Since you're using the quantmod
package, you can use getSplits() function to determine which splits a stock has had within a certain timeframe. Since you're dealing with a large number of stocks, you can use a custom function to get what you want.
getSymbolSplit <- function(symbol,xts,date) {
splitCheck <- getSplits(symbol,from = date)
if(anyNA(splitCheck, recursive = FALSE)){
xts$Split <- 0
} else {
xts$Split <- 1
}
return(xts)
}
Once you have that function, you can quickly add a split to the existing stocks data. Example:
getSymbols('GOOG')
GOOG <- getSymbolSplit('GOOG',GOOG,'1993-01-01')

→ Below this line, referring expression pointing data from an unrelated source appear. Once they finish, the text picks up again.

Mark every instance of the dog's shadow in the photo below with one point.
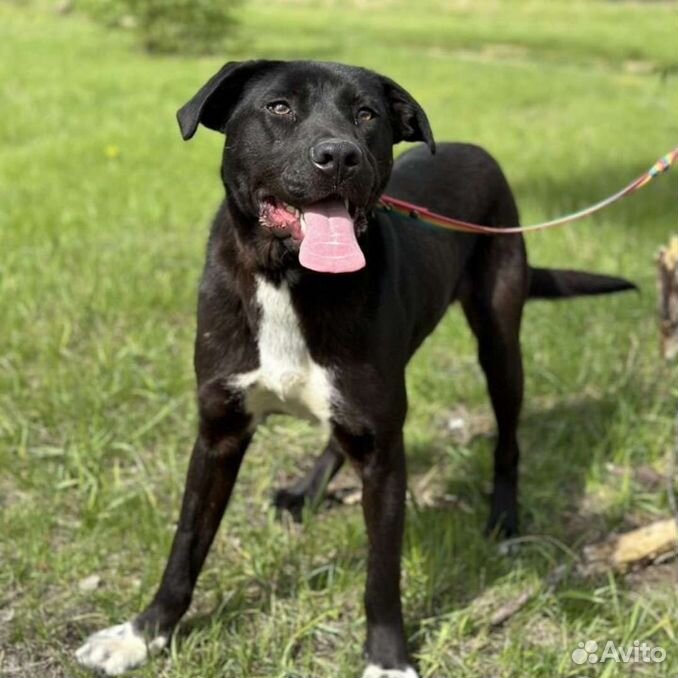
(557, 515)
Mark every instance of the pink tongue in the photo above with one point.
(329, 244)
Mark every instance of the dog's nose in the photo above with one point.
(336, 156)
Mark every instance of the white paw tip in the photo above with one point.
(374, 671)
(117, 649)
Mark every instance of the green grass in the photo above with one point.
(103, 220)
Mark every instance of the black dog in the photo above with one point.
(312, 302)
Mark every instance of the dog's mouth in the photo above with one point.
(325, 231)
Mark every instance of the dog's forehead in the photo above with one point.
(302, 76)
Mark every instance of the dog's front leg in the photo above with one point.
(212, 472)
(380, 460)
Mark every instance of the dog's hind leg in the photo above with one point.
(309, 490)
(218, 452)
(492, 298)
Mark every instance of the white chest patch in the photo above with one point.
(287, 380)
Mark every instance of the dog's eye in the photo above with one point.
(279, 107)
(364, 114)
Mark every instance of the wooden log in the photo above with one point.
(667, 287)
(637, 547)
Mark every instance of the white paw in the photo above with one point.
(374, 671)
(117, 649)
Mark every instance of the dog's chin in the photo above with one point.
(284, 220)
(325, 232)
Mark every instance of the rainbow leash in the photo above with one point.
(407, 209)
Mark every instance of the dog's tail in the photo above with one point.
(553, 283)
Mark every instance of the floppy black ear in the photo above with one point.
(213, 104)
(408, 118)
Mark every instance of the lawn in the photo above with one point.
(103, 221)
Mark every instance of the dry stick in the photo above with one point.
(667, 289)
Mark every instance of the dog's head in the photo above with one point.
(308, 151)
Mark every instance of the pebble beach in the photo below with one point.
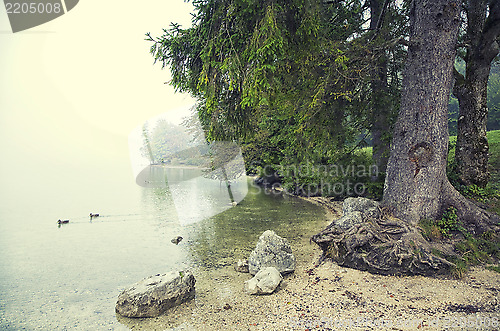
(330, 297)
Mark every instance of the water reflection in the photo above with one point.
(196, 193)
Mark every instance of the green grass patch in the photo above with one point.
(494, 268)
(490, 195)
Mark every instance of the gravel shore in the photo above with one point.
(329, 297)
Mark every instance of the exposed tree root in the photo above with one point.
(385, 245)
(475, 219)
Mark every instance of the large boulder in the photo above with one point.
(264, 282)
(154, 295)
(271, 251)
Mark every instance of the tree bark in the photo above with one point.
(416, 173)
(471, 152)
(416, 185)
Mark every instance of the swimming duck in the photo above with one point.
(176, 240)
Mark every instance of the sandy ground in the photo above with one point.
(329, 297)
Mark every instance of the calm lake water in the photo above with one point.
(69, 277)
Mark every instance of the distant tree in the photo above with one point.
(416, 185)
(471, 89)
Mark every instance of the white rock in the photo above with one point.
(154, 295)
(271, 251)
(264, 282)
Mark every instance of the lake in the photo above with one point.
(69, 277)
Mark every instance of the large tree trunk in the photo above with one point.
(471, 152)
(369, 237)
(416, 173)
(381, 108)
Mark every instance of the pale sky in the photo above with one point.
(72, 90)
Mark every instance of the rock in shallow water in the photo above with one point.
(154, 295)
(241, 266)
(271, 251)
(264, 282)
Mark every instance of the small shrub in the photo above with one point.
(494, 268)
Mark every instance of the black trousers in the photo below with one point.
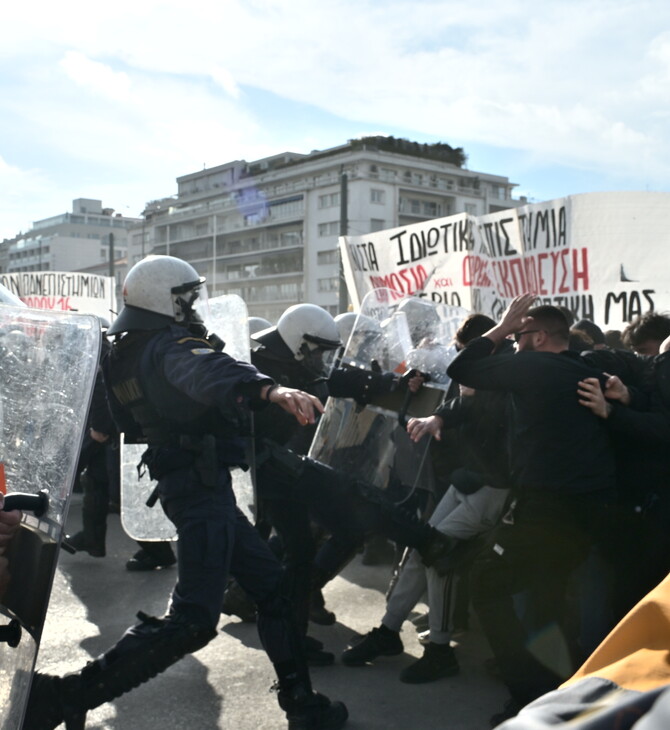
(549, 536)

The getSymbols() function creates the xts named GOOG, so our function checks if any splits have happened since 1993-01-01 (yes) and adds a column Split
with the value of 1.
getSymbols('REGN')
REGN <- getSymbolSplit('REGN',REGN,'1993-01-01')
Same deal, but REGN has had no splits since 1993 and the column has a value of 0.
Now you have a clear binary variable for grouping between firms that have had a split in your given timeframe.
As a warning, I encountered a problem with BRK-A. R does not normally permit names that include a '-', and the function breaks when trying to pass an xts named BRK-A. If you have stocks that use a - in their symbol, I recommend you rename them before using them. This function is not the only place where the dash could cause problems.